- MS 496 highlighted in red

Route information
- Maintained by MDOT
- Length: 13.198 mi (21.240 km)
- Existed: c. 1957–present

Major junctions
- West end: MS 19 near Meridian
- East end: CR 1 near Cuba, AL

Location
- Country: United States
- State: Mississippi
- Counties: Lauderdale

Highway system
- Mississippi State Highway System; Interstate; US; State;
| ← MS 495 |  | → MS 498 |

= Mississippi Highway 496 =

State highway in Eastern Mississippi

Mississippi Highway 496 (MS 496) is a 13.2 mi east–west state highway in eastern Mississippi. The route starts at MS 19 near Meridian and travels eastwards through rural Lauderdale County. The road crosses the Alabama–Mississippi state line east of Alamucha, and it continues on as a county highway. The road that became part of the route was constructed in the 1920s, and it was designated as a state highway by 1957. Two projects in 1964 and 1974 resulted in the route being fully paved.

==Route description==

All of MS 496 is located within Lauderdale County, and the route is maintained by the Mississippi Department of Transportation (MDOT) as part of the Mississippi State Highway System. MS 496 is legally defined in Mississippi Code § 65-3-3.
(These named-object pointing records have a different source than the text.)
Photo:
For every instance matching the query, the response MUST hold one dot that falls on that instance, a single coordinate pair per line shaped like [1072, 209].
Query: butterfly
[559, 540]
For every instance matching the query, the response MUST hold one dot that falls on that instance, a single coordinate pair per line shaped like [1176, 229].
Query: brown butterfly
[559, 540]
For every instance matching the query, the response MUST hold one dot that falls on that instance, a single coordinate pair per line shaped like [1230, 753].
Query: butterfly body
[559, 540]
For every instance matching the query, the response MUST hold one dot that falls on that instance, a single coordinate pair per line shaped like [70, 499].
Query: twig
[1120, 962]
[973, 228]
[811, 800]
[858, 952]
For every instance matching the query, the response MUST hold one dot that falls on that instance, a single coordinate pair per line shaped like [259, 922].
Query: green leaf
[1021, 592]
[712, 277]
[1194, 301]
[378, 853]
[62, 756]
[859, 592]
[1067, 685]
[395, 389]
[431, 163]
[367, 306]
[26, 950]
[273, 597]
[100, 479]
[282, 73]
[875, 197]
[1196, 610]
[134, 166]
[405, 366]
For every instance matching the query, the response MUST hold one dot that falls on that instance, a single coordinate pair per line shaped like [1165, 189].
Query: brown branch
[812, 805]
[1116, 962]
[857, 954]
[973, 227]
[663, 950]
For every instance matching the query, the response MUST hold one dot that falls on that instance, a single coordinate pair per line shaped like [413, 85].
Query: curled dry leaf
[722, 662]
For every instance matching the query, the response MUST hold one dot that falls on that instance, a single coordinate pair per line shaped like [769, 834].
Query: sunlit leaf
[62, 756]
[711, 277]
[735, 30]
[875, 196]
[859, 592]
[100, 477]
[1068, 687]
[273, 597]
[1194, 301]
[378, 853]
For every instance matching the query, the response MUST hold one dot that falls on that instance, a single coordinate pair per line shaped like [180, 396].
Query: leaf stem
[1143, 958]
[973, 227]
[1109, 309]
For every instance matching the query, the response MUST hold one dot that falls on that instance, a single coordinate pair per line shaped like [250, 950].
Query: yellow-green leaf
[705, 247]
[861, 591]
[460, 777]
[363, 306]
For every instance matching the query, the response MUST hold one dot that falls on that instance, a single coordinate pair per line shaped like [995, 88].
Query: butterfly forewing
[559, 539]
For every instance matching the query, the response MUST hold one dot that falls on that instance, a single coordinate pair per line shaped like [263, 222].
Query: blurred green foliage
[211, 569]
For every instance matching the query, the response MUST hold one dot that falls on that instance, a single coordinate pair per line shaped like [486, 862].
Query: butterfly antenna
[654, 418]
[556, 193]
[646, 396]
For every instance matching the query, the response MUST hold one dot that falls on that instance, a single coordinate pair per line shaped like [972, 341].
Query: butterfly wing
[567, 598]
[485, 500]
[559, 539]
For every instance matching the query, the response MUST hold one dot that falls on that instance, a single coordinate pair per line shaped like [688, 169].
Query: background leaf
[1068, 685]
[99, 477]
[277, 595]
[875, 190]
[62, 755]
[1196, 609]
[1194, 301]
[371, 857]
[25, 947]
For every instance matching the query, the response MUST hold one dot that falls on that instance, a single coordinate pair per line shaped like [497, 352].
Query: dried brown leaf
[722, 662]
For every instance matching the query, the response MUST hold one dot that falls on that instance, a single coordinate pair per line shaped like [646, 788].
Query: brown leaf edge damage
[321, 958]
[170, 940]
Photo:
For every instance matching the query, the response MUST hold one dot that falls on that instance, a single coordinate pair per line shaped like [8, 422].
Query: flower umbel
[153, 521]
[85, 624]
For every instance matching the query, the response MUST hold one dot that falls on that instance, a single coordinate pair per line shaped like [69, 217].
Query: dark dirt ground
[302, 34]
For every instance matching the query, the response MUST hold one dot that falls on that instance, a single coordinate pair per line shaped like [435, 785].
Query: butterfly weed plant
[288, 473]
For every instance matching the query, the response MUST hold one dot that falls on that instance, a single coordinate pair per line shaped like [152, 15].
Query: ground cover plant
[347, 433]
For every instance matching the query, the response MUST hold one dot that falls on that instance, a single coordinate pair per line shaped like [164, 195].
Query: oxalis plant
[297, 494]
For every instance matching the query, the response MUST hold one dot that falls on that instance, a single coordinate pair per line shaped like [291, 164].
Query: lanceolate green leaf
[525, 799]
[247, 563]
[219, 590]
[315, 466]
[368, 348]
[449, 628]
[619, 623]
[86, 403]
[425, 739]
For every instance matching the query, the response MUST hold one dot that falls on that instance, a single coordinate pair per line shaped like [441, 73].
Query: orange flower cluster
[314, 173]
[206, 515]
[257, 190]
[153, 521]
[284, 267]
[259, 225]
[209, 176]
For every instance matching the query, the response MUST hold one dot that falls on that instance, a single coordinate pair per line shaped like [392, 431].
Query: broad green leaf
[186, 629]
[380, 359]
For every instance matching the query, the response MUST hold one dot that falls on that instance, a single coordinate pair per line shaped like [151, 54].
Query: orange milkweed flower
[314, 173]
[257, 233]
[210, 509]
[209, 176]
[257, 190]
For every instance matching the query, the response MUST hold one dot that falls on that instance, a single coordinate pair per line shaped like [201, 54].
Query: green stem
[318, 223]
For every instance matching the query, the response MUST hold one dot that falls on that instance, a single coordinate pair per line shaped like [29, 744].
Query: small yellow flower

MS 496 starts at a three-way intersection with MS 19 near Meridian, and the route travels eastward through rural, forested Lauderdale County. The road begins to turn northeast past Old Wire Road and Whitaker Road, and it crosses Cokers Branch near Harper Road. At KOA Campground Road, MS 496 begins traveling southeastward. The route then intersects Russell–Mount Gilead Road and Linton Road, which travel to Russell and Vimville respectively. MS 496 enters the unincorporated area of Alamucha near Alamucha–Whynot Road, and starts traveling northeastwards again east of Greenhill Road. Near the Alabama–Mississippi state line, the road intersects T.K. Culpepper Road, a county-maintained state highway with the designation of MS 897. MS 496 crosses the state line past Salem Church Road, and it continues as Sumter County Route 1, which continues northeastwards towards the town of Cuba.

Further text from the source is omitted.